Science for Decision Making on Uranium Mining in Arizona

Quantify Water and Uranium Movement in the Unsaturated Zone at Sites through the Mine Life Cycle

At Pinenut Mine

Pinenut Mine Life Cycle

Soil-profile samples collected at Pinenut mine sites represent conditions during active mining.

Measurements and analysis of hydrogeochemical conditions and soil–plant cycling can aid understanding of unsaturated-zone processes that affect uranium movement into soils, retention in soils, and potential transport from soils to surficial ecosystems and underlying groundwater. When breccia pipe ore is extracted and exposed at land surface, uranium and other toxic elements may be redistributed within and around the mine site by blowing dust and surface-water runoff. Comparative analyses of water and uranium movement (fluxes) under varying mine life-cycle conditions will help to determine how mining operations and reclamation activities affect the amount, distribution, and transport of elements in the soil profile, and will allow for a quantitative assessment of potential pathways for subsequent transport into the environment and biota.

Questions this study could help answer

What are the hydrologic and geochemical conditions at sites that represent different stages of the mine life cycle, and how do these conditions vary in space and in time within and among sites?

What are the water- and uranium-flux rates and directions at the sites, and how do these fluxes vary among sites and with time (seasonal, annual, decadal)?
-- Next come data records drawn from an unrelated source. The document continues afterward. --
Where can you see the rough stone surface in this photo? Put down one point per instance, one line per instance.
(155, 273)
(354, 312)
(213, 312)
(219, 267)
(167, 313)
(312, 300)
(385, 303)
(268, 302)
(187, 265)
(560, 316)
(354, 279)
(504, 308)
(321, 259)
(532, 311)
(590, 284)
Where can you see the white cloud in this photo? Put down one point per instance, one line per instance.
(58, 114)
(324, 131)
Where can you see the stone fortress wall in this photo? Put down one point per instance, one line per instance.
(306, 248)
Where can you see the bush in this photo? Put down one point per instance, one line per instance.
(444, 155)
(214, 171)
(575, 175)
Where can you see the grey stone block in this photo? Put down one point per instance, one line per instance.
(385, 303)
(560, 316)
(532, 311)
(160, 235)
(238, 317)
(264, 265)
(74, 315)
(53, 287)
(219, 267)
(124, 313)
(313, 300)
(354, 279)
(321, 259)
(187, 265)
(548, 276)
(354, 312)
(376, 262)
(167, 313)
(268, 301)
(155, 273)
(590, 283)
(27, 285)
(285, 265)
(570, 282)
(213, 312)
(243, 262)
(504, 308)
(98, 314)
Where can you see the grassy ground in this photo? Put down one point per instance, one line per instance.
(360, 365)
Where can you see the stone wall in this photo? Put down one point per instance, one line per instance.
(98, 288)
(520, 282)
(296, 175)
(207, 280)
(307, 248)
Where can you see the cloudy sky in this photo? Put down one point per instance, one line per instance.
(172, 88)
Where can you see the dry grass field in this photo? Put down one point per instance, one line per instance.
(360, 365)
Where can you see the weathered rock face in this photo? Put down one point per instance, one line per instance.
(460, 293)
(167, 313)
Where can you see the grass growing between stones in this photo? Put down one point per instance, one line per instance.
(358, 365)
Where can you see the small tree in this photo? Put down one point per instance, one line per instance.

How do soil-plant-atmosphere continuum processes affect water and chemical transport at the sites, and what are the associated implications for exposure pathways of mine byproducts?

Objectives

Collect soil-profile samples in April and November 2018 at sites representing conditions:

  • before mining (EZ2),
  • during active mining (Pinenut),
  • after mining and before reclamation (Arizona 1), and
  • after mining and reclamation (Kanab North).

Analyze samples to characterize hydrogeochemical conditions and physical properties that can affect unsaturated-zone flow and chemical transport1.

Combine sample data, along with element-concentration, plant-community, and weather data, with mechanistic and empirical modeling to quantify water and uranium fluxes at the different sites.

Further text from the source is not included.